At the end of February, the amount of tappable, or lendable, equity available to Americans soared to $5.4 trillion, the highest on record and 10 percent above the pre-recession peak in 2005, according to the latest Mortgage Monitor Report from Black Knight, Inc.
Black Knight defines tappable equity as the total amount of equity a homeowner with a mortgage has available to borrow against before reaching a maximum loan-to-value ratio of 80 percent.
“As home prices continued their upward trajectory at the national level, the amount of tappable equity available to homeowners with mortgages continued to rise as well,” Black Knight Executive Vice President Ben Graboske said in a release. “Tappable equity rose by $735 billion over the course of 2017, the largest calendar year increase by dollar value on record.”
According to Black Knight, an estimated $262 billion in tappable equity was withdrawn in 2017 via cash-out refinances and home equity lines of credit (HELOCs). During last year’s fourth quarter, Americans withdrew less than 1.25 percent of all tappable equity available in Q4 2017 – a four-year low. Of that total, 55 percent was tapped via HELOCs.

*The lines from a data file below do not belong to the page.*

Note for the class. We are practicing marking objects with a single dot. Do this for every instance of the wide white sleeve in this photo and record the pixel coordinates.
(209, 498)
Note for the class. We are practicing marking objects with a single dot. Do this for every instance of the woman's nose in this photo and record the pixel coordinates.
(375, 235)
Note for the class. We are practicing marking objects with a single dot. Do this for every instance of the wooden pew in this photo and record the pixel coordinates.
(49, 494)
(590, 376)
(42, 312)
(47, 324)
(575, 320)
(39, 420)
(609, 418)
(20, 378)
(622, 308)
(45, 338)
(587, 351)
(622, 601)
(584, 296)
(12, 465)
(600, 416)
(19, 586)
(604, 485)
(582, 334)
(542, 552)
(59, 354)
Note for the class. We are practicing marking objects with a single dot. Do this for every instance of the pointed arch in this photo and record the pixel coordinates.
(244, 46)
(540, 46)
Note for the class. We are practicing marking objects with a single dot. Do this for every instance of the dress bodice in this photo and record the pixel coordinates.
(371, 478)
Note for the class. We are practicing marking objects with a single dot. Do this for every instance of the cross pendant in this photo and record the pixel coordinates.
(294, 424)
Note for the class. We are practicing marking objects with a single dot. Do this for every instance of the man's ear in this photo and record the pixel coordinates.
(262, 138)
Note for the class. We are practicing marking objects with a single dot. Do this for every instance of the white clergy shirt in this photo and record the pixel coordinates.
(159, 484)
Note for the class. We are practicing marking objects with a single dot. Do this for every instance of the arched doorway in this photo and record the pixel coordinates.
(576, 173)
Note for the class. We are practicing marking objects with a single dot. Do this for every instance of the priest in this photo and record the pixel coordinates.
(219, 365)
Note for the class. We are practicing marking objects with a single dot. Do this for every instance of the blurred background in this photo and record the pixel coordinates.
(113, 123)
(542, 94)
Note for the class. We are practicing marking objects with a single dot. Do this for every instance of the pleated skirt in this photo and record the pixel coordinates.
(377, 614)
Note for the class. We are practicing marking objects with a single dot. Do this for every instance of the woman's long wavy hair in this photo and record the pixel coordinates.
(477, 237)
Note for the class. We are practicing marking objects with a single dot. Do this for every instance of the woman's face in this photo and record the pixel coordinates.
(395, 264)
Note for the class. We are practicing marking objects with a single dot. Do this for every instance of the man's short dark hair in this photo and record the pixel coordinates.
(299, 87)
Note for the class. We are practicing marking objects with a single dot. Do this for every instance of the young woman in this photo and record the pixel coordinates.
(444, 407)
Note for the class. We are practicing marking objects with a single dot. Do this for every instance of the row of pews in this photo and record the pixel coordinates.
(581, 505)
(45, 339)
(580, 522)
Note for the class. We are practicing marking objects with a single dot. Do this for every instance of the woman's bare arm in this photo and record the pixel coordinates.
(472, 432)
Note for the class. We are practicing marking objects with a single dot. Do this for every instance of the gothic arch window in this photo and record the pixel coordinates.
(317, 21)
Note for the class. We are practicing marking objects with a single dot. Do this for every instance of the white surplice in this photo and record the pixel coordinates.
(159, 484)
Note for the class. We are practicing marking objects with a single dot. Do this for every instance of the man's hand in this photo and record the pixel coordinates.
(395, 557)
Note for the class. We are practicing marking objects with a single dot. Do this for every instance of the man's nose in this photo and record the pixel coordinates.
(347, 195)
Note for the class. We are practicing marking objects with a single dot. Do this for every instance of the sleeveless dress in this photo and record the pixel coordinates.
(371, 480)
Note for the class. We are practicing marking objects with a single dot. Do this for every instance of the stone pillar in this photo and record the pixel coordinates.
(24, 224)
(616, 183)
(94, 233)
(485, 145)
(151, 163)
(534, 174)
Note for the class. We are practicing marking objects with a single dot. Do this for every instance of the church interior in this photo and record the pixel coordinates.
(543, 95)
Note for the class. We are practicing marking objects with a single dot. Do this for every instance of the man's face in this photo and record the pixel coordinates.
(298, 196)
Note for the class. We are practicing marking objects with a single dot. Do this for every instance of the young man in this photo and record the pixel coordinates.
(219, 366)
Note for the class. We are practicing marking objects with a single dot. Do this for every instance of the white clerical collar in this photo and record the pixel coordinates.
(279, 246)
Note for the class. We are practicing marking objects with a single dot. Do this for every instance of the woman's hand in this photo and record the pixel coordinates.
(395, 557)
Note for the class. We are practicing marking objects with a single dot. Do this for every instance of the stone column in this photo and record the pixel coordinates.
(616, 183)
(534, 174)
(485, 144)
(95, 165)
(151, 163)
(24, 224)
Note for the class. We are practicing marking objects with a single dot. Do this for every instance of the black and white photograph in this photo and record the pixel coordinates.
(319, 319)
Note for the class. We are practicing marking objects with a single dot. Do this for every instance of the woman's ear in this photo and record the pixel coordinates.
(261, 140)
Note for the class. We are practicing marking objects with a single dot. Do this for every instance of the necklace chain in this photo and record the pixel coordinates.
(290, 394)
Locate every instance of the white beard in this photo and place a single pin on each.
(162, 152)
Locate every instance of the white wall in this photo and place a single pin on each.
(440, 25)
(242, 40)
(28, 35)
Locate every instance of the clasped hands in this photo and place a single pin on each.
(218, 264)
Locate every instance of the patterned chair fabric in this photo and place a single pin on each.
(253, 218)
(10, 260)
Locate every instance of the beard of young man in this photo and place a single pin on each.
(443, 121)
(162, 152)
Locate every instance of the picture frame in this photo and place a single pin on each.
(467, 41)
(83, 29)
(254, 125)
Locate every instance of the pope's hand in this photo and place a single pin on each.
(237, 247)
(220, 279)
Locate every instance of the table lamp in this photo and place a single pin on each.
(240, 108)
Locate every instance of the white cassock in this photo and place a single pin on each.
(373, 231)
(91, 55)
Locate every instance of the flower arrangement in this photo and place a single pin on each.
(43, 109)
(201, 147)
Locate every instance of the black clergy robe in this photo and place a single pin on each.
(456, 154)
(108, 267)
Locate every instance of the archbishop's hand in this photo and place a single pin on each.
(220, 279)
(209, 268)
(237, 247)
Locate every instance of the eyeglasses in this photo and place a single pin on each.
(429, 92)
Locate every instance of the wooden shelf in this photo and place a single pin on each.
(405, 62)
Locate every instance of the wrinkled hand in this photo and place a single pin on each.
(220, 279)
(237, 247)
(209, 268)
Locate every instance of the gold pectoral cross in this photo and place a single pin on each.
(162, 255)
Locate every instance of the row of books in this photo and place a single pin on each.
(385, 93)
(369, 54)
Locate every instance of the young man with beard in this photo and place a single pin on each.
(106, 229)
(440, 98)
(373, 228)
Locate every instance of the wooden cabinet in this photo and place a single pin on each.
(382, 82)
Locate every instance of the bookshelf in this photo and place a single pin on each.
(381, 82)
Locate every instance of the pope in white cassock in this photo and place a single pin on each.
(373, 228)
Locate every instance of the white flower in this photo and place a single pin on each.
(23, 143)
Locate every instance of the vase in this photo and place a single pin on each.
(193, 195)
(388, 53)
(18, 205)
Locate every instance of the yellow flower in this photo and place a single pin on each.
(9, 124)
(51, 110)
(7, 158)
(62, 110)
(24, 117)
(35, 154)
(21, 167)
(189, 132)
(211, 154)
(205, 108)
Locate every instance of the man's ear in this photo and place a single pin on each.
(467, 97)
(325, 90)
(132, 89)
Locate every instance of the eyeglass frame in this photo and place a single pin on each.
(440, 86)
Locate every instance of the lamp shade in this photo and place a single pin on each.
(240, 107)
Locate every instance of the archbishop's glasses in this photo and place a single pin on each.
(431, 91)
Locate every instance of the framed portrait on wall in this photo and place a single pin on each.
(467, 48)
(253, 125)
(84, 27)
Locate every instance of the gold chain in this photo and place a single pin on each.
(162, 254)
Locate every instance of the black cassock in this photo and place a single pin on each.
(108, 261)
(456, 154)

“At the start of 2018, some 55 percent of all tappable equity was held by borrowers with first-lien interest rates below the going 30-year rate. Following the nearly 50 basis points rise in interest rates we’ve seen since the start of the year, that share has ballooned to 75 percent,” Graboske added. “While rising rates tend to dampen utilization of equity in general, the market is poised for a strong shift toward HELOCs, as they allow borrowers to take advantage of growing equity while holding on to historically low first-lien interest rates.”